The girl senses it before she is even completely awake.
"Move!" she shrieks upon coming downstairs to find that Boy, Esq. is not in his usual spot.
Every school morning, since the beginning of time - or at least the beginning of fifth grade - Boy Esq. seats himself in the corner chair. His sister takes the couch, where she falls back to sleep repeatedly, while I frantically ply her with hot cocoa and perky announcements just like the ones my mother used to annoy me with: "Rise and shine sleepyhead! I've got hot chocolate!"
This morning, however, things are veering toward chaos from the start. Not only is Boy Esq. occupying his sister's region of space, he is watching CNN political coverage instead of cartoons.
This is too much for the normally agreeable 10-year-old, who walks over to the television, switches it off and announces that she is going back to bed.
She stomps back to her room and slams the door with a big bang as the idle threats I yell from the living room collapse weakly against the boundaries of space and time. I haven't even made lunch yet.

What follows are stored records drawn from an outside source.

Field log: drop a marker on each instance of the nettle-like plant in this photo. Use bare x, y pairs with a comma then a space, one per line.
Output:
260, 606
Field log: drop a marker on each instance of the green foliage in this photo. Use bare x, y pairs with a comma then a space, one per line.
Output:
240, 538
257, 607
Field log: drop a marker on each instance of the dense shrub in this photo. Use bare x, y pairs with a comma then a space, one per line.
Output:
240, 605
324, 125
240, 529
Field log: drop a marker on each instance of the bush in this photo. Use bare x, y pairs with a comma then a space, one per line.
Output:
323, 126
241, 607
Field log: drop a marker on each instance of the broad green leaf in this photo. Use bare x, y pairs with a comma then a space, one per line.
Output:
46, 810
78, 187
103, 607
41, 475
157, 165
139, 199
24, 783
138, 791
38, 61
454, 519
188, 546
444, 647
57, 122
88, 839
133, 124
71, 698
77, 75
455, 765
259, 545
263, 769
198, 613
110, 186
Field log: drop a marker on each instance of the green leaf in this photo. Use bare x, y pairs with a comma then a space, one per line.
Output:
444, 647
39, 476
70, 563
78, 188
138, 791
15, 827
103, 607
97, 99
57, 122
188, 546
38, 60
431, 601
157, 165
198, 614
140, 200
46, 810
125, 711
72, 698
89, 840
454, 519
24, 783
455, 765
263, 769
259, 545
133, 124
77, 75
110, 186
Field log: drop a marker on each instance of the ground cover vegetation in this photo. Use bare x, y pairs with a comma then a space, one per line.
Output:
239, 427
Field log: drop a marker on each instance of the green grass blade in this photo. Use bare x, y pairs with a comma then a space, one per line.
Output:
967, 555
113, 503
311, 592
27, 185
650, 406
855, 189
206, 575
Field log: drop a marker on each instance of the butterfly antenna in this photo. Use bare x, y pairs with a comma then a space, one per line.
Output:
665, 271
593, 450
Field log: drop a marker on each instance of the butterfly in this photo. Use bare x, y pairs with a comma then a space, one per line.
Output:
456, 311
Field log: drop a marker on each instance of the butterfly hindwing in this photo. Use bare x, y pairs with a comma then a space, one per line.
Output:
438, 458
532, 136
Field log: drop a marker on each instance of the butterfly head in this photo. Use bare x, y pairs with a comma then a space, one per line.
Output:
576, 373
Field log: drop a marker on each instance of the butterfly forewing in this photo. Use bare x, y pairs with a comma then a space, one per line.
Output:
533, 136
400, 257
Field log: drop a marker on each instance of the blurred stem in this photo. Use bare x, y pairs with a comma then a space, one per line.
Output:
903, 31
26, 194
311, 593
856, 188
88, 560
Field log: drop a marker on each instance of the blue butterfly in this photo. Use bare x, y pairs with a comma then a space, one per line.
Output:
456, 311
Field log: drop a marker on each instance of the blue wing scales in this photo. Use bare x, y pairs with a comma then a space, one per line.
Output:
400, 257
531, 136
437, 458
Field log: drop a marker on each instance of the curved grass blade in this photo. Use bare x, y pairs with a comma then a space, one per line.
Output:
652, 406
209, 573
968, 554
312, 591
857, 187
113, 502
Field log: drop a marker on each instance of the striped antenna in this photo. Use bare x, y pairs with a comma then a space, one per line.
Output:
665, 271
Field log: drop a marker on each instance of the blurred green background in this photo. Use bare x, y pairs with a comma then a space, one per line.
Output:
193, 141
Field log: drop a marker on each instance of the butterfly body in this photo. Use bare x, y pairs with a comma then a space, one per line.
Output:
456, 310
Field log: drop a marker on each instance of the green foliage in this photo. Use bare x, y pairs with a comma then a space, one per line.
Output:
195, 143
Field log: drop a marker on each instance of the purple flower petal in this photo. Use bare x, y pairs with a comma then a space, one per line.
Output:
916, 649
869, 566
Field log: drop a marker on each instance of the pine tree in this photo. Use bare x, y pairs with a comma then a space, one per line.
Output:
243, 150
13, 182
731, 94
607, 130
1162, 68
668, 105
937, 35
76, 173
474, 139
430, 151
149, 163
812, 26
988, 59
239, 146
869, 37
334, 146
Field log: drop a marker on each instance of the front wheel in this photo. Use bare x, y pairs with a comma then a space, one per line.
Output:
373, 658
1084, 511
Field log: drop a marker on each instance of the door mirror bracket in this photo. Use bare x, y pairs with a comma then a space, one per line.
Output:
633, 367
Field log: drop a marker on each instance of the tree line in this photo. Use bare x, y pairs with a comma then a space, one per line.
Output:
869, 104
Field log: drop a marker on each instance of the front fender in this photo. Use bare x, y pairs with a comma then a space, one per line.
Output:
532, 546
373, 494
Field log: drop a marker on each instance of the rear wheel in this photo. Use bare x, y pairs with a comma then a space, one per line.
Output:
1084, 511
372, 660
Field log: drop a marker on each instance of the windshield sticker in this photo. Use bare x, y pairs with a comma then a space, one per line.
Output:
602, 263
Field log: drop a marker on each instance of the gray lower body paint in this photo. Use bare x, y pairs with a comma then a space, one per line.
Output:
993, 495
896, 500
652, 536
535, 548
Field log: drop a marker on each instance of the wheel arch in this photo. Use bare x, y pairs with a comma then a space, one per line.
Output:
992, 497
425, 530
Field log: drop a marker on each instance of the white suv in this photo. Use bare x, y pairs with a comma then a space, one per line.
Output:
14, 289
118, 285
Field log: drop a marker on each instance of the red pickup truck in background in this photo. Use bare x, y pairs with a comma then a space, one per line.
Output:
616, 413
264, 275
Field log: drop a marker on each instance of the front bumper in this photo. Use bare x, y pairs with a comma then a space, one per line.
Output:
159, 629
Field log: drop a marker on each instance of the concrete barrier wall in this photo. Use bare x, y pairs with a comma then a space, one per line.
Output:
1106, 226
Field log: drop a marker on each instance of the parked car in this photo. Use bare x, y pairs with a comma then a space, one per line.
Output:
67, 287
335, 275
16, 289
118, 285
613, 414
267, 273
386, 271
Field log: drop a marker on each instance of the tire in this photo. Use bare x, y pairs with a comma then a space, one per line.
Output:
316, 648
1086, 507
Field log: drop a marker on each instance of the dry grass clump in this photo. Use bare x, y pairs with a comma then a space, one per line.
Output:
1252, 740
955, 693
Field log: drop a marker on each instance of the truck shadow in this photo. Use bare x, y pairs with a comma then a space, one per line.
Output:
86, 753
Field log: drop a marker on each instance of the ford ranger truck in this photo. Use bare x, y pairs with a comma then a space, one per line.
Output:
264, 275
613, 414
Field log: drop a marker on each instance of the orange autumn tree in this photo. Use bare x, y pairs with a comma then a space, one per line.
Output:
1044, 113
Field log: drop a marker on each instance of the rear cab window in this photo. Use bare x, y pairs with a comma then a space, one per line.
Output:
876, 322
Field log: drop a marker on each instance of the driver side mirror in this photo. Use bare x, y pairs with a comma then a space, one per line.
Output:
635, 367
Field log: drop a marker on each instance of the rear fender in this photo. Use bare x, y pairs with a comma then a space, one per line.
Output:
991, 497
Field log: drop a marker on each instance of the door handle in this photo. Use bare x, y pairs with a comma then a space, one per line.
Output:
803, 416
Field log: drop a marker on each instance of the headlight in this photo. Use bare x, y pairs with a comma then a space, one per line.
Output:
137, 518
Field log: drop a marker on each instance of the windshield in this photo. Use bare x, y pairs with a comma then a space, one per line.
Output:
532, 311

I am not saying that the giant Swiss particle accelerator is to blame. But if, as scientists insist, the Hadron Collider has not set into motion the creation of a tiny black hole that will eventually devour the earth, tell me: where did the school picture form go?
It was sitting in the fruit basket in the center of the kitchen table just yesterday, or possibly the day before. Today it has completely disappeared.
And not that the world's physicists seem to care, but today is school picture day.
Photo: The fruit basket where important documents and overripe bananas go to collapse in upon themselves.